Jimmy Fallon’s ‘Tonight’

It was wonderful to see “The Tonight Show” back in New York Monday night with Jimmy Fallon after its four-decades-long holiday in California. We trust most New Yorkers feel the same way. And they should — because they’re paying for it.

Yes, New York taxpayers are sparing NBC and its corporate parent, Comcast, more than $20 million a year in production costs alone, according to an estimate by Hollywood Reporter.

That’s not all: NBC could also get partial reimbursement for the new state-of-the-art studio and control room it built, as well as post-production expenses. Not to mention the free advertising and other discounts on goods and services NBC buys from select local businesses.

If “The Tonight Show” were simply taking advantage of the program under which Albany divvies out billions in tax credits to the film and TV industry each year, that would be one thing.

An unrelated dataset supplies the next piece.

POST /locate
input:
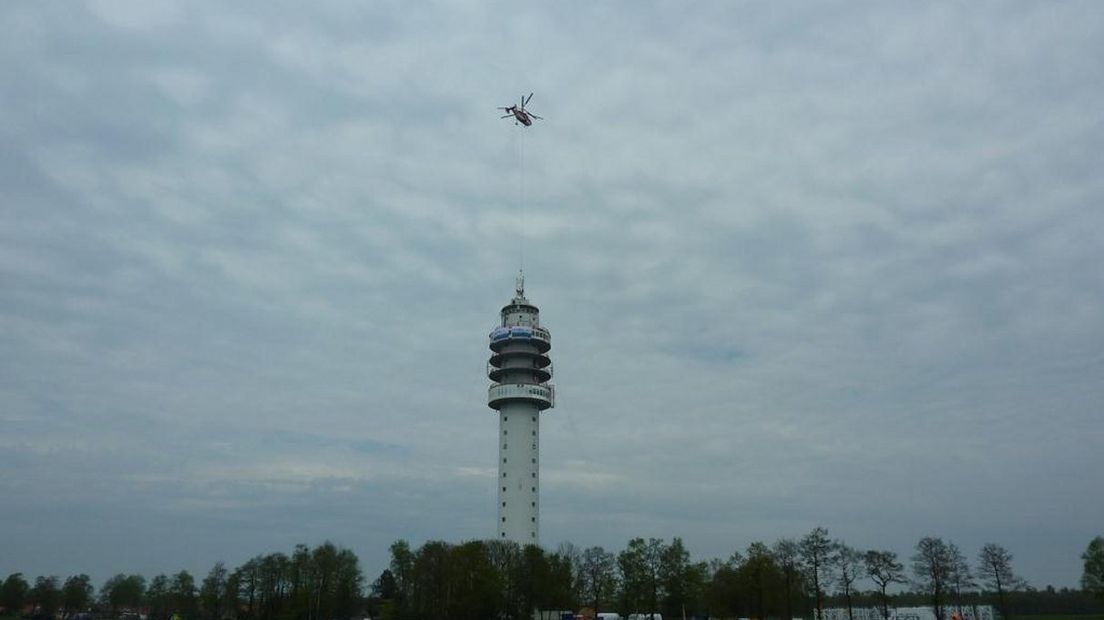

But it isn’t. A year ago, the Legislature carved out a special provision in the budget to make “The Tonight Show” eligible.

The Empire Center’s E.J. McMahon rightly notes that these tax credits rest on the assumption that they’re essential to attract job-creating activity that would otherwise go elsewhere. And indeed last year there was much talk of New York’s efforts to woo “The Tonight Show” back home.

But statements from Fallon & Co. suggest it might not have been necessary. For one thing, Fallon was already here. A Brooklyn-born boy raised upstate, he cut his teeth on “Saturday Night Live” — and “Late Night with Jimmy Fallon” was already being produced here. Of “The Tonight Show,” Fallon says New York is “where it should be.”

Fallon’s executive producer, Lorne Michaels, was more explicit. He told the Times, “It simply never came up that we would move to LA.”

If that’s true, why are New York taxpayers using tax credits to bribe — er, subsidize — these men to do something they intended to do all along?